A System for Evolving A Generalising Artificial Intelligence from Existing Technologies
4th February 2023: this proposal was originally published prior to the wide availability of code autogeneration models prompted in natural language and has thus been updated to take account of this. The technology it describes is currently under development, and further updates will be published here.
In this paper we propose a system by which a self-improving general artificial intelligence could be pushed to evolve from components currently available. Such an AI would be capable of independent learning without results-verification, adapt to its environment, learn new skills without losing old ones, and be able to reason by analogy. It would grow better at learning new skills with each additional skill acquired, opening a pathway for exponential improvement.
The Problem
The development of general artificial intelligence is hampered by engineers’ inability to create a system capable of assessing its own performance, and thereby of improving itself. A machine capable of these two tasks would grow more intelligent at an exponential rate — the “intelligence explosion” that is often described as a precursor to a technological singularity.
The impossibility of self-referential improvement is not a reflection of present limits on technology, but of the fundamental laws of mathematics. As Alfred Tarski proved in the 1930s, it is “impossible to construct a correct definition of truth if only such categories are used which appear in the language under consideration.” In other words, it is impossible to accurately assess a system from within that system. To evaluate its own performance, a program would need to be more advanced than itself — an obvious paradox.
This raises an important question: if systems capable of self-improvement are apparently impossible to build, why are they so prevalent? You are reading this using two of them - the internet and your brain — and other examples abound in nature. The answer is that these systems are not purely self-referential. In every case they rely upon some external and incontrovertible measure by which they can objectively evaluate and improve their performance.

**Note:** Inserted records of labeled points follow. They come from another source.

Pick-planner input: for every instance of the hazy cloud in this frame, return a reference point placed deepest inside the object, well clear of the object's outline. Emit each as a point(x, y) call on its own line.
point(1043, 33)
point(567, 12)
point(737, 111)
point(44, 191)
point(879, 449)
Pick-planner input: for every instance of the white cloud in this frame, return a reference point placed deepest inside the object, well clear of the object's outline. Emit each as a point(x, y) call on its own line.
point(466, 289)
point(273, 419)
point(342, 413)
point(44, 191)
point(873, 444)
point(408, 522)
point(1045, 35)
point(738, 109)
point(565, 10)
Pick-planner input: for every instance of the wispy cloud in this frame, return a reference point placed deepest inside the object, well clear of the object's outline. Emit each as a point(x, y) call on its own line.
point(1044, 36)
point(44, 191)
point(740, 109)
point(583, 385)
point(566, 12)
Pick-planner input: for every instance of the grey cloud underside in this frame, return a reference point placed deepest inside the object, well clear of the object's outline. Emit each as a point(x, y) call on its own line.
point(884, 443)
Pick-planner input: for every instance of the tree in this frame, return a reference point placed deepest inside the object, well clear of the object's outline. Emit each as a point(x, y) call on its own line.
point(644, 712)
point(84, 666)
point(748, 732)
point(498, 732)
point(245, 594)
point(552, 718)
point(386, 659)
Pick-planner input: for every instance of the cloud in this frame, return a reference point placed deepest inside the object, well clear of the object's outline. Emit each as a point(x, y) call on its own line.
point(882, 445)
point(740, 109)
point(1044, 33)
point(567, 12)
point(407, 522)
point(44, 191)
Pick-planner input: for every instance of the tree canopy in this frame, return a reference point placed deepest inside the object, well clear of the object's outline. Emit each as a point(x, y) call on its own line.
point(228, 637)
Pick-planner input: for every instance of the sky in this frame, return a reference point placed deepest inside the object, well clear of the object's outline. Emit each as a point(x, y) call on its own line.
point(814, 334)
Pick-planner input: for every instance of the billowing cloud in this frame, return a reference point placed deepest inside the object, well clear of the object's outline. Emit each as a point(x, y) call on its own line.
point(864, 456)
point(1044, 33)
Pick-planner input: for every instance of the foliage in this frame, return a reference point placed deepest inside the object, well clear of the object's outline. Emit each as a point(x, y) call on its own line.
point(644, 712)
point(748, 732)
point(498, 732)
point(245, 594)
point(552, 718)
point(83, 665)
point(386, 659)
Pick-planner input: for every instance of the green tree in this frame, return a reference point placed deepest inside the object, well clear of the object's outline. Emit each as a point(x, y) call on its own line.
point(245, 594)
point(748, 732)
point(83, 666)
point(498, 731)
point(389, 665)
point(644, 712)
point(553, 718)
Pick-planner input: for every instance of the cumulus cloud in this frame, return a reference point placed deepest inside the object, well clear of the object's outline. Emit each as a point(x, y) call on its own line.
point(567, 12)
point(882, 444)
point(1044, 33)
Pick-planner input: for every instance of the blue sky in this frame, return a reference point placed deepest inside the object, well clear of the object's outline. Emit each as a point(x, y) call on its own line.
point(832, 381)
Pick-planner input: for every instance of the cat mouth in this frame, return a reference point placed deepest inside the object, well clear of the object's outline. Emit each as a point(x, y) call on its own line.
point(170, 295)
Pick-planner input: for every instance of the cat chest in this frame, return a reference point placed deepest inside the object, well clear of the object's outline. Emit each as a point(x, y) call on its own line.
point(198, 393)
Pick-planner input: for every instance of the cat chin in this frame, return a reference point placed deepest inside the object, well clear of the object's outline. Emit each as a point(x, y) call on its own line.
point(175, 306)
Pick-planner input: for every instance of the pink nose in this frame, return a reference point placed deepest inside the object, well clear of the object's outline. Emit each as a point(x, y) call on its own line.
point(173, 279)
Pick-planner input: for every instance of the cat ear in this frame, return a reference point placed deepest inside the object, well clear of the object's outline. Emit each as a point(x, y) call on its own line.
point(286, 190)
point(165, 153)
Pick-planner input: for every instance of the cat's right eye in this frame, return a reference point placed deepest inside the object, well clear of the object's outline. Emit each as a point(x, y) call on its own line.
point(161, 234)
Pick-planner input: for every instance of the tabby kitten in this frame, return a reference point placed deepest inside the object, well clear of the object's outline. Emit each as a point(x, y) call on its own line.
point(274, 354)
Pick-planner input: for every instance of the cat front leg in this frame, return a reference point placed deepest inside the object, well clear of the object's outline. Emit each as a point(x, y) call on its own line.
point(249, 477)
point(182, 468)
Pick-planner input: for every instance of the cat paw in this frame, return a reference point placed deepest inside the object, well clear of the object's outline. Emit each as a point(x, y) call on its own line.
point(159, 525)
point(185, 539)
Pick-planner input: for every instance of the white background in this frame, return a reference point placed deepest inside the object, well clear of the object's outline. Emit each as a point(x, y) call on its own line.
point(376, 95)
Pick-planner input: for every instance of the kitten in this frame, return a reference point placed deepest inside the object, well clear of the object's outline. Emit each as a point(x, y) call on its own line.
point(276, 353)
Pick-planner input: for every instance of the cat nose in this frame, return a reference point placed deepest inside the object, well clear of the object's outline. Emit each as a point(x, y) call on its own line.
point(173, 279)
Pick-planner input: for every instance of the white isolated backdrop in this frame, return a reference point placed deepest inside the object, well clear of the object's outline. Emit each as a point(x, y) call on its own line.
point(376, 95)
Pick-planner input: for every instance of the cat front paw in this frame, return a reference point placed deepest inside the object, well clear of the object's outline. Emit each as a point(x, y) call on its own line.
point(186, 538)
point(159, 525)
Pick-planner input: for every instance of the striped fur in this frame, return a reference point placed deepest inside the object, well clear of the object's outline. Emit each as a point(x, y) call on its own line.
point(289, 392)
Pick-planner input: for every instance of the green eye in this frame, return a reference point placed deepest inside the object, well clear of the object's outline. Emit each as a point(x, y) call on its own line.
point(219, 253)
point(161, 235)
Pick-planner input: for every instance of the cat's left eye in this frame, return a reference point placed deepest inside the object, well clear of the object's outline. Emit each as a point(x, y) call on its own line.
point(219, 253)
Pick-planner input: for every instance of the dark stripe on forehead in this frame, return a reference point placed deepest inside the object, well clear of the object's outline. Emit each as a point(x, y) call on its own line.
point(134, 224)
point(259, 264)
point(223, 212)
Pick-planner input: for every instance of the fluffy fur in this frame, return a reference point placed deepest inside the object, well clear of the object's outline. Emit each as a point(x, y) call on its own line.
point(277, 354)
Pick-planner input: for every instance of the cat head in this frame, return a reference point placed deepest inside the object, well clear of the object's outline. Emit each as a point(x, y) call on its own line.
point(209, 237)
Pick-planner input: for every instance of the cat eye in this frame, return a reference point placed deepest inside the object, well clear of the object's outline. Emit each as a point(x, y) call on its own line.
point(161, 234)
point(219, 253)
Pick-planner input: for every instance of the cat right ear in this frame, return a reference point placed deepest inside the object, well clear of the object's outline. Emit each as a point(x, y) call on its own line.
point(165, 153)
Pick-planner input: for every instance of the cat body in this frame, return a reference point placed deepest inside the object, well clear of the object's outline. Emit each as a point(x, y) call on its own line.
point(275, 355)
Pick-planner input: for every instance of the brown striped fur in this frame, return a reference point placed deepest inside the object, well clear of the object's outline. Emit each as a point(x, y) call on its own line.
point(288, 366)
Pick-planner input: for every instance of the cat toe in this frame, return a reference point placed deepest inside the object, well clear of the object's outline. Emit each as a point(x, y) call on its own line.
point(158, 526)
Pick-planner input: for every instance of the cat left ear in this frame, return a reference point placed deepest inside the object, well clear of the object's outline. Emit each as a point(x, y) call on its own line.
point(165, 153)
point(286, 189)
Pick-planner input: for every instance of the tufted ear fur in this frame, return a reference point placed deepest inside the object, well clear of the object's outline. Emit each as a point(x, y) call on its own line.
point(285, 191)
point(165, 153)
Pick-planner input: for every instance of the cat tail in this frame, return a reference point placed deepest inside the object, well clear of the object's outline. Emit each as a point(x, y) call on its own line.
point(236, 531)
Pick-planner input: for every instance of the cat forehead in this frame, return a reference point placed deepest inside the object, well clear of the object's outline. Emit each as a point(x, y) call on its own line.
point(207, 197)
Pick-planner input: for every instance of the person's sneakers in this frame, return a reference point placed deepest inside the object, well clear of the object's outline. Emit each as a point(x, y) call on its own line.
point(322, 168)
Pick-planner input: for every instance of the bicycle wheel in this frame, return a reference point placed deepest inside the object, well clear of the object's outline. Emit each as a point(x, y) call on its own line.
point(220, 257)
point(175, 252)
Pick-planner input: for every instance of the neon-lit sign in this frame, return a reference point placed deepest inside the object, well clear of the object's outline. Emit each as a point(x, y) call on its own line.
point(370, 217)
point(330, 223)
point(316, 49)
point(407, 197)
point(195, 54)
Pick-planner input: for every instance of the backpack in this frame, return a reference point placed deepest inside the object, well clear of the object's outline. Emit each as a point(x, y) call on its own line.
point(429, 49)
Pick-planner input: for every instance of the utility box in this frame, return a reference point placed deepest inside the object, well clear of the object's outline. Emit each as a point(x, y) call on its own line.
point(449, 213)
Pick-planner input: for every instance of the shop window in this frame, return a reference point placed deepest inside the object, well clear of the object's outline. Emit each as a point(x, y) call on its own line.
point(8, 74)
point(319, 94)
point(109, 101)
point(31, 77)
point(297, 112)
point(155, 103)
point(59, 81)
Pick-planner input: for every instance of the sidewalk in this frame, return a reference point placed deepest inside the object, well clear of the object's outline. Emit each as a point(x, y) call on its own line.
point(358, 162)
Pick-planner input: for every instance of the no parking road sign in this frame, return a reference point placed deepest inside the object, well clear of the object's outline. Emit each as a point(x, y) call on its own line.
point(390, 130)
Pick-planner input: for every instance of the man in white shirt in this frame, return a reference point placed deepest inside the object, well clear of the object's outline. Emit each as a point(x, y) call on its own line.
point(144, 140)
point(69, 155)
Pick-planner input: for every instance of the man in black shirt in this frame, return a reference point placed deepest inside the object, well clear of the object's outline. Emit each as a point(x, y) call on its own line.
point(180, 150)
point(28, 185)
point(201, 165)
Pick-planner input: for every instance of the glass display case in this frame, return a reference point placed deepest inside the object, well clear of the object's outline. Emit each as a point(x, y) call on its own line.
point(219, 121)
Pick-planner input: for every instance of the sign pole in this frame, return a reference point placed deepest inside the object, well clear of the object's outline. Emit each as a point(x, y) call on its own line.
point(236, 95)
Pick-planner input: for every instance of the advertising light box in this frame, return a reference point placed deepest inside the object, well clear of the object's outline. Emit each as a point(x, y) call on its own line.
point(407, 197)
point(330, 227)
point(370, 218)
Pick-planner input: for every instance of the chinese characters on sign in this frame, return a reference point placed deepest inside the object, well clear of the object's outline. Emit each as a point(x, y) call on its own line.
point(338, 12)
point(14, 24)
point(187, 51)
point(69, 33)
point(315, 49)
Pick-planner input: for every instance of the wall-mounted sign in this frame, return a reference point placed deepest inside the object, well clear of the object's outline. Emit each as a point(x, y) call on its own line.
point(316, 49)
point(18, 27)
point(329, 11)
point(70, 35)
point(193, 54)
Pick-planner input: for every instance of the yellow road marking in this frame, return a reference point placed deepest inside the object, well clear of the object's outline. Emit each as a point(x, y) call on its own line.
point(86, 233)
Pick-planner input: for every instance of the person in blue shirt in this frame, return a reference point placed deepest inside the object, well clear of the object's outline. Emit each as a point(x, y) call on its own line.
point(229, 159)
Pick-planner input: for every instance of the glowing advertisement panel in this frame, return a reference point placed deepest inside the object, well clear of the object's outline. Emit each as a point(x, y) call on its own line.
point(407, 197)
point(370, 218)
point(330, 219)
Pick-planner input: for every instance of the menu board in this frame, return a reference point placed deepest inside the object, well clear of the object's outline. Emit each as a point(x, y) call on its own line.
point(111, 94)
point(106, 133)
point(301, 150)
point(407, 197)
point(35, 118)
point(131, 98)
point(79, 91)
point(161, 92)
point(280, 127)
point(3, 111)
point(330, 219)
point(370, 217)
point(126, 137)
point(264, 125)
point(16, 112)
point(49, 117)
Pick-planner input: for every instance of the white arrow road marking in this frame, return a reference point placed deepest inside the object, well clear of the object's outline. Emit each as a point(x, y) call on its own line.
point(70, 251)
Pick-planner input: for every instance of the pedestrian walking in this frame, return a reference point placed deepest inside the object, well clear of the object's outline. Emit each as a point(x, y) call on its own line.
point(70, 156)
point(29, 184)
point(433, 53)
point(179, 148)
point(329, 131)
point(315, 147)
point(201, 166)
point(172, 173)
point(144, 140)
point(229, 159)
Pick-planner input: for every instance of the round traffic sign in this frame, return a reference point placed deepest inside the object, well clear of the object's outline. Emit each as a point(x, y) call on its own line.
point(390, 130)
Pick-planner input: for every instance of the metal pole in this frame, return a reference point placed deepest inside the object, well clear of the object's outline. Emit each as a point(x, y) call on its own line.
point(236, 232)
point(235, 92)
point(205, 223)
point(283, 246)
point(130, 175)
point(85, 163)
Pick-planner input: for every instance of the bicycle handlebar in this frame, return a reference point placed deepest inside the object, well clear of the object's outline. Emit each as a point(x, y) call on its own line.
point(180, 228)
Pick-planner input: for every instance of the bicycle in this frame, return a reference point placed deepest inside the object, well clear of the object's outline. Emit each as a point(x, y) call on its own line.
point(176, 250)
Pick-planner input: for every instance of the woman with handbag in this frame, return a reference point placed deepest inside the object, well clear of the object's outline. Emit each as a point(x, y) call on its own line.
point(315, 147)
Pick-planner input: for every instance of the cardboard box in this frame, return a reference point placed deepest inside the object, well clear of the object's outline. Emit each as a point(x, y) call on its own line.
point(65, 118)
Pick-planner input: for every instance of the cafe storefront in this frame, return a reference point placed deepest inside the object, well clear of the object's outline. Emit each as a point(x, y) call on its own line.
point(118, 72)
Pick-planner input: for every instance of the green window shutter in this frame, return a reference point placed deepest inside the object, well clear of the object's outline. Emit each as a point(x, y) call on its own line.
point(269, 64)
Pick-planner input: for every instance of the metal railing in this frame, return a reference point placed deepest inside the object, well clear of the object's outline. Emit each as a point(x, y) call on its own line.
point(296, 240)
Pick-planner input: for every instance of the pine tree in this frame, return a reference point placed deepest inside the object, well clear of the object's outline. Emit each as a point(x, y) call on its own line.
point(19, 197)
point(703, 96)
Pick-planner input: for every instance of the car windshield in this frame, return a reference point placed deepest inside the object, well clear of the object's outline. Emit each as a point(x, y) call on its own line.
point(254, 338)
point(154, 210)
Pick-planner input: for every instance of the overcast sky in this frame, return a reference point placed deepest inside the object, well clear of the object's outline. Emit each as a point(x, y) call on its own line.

In this paper we argue that while it is indeed impossible to construct an accurate self-referential evaluation system in an electronic context, it is possible to establish a universal and objective measure of performance that would render such self-referential improvement unnecessary. This would open the way for the development of increasingly general forms of artificial intelligence.
Evaluating Intelligence
In academic and scientific settings intelligence tends to be judged based upon a correctness heuristic: intelligence is the ability to solve problems correctly. From an evolutionary perspective, however, intelligence exists for no other reason than to improve a creature’s survival prospects. Since it is capacity for evolution rather than the ability to solve any particular problem that interests us in this case, it is thus this survival heuristic that must be the starting point for any attempt to measure intelligence.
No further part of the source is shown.